Pour la première fois depuis son arrivée, Surielle avait quitté sa cellule. Désormais, elle était vêtue d’une tunique grise, sur un pantalon informe qui menaçait de lui tomber sur les chevilles si elle ne serrait pas la ceinture au maximum. Quant aux sandales qu’on lui avait fournies, elles ne méritaient même pas le nom de chaussures.
Si Surielle n’avait pu cacher son soulagement à l’idée de sortir, elle avait vite déchantée en découvrant les chaines apportées par ses geôliers. Ses poignets et ses chevilles furent bientôt liés, la contraignant à des pas de faible amplitude. Rien que le poids des fers l’auraient empêchée de gagner les airs. Le savaient-ils, ou l’ignoraient-ils ?
Elle avançait maladroitement, à petits pas précautionneux pour éviter de trébucher, se rattachait aux derniers lambeaux de sa fierté. Les yeux rivés au sol, Surielle se moquait bien de l’endroit où elle était conduite. De toute manière, la main ferme qui enserrait son coude ne lui donnait aucun choix.
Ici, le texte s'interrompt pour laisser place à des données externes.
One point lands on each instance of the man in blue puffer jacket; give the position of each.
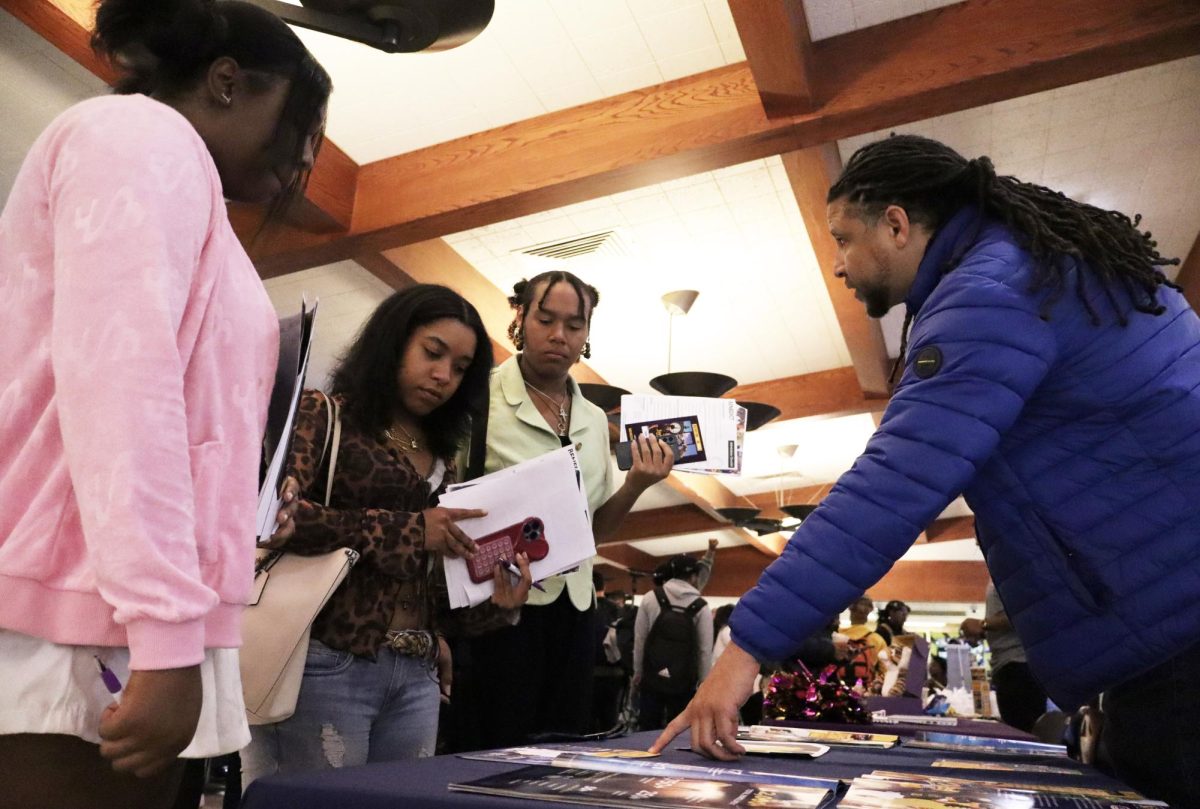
(1054, 379)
Après de longues minutes, elle fut propulsée dans une salle plus grande, d’une luminosité qui la fit cligner des yeux. Sans ménagement, on la poussa vers une rangée de sièges, et Surielle s’installa comme elle le put. Était-ce une réunion, une cérémonie ?
— Pas un mot ou tu le regretteras.
L’infirmier ne lui avait jamais dit son nom, mais Surielle s’empressa d’acquiescer. Elle était perplexe et curieuse à la fois. Pour quelle raison l’avait-on amenée ici ?
La pièce était peu chaleureuse, avec ses murs blancs et ses chaises minimalistes. Au moins, le dossier ne gênait pas trop ses ailes. A l’autre bout de la pièce, elle discerna le mouvement d’autres chaines métalliques. Alistair était-il ici ? Son coeur accéléra tandis qu’un espoir fou s’insinuait en elle.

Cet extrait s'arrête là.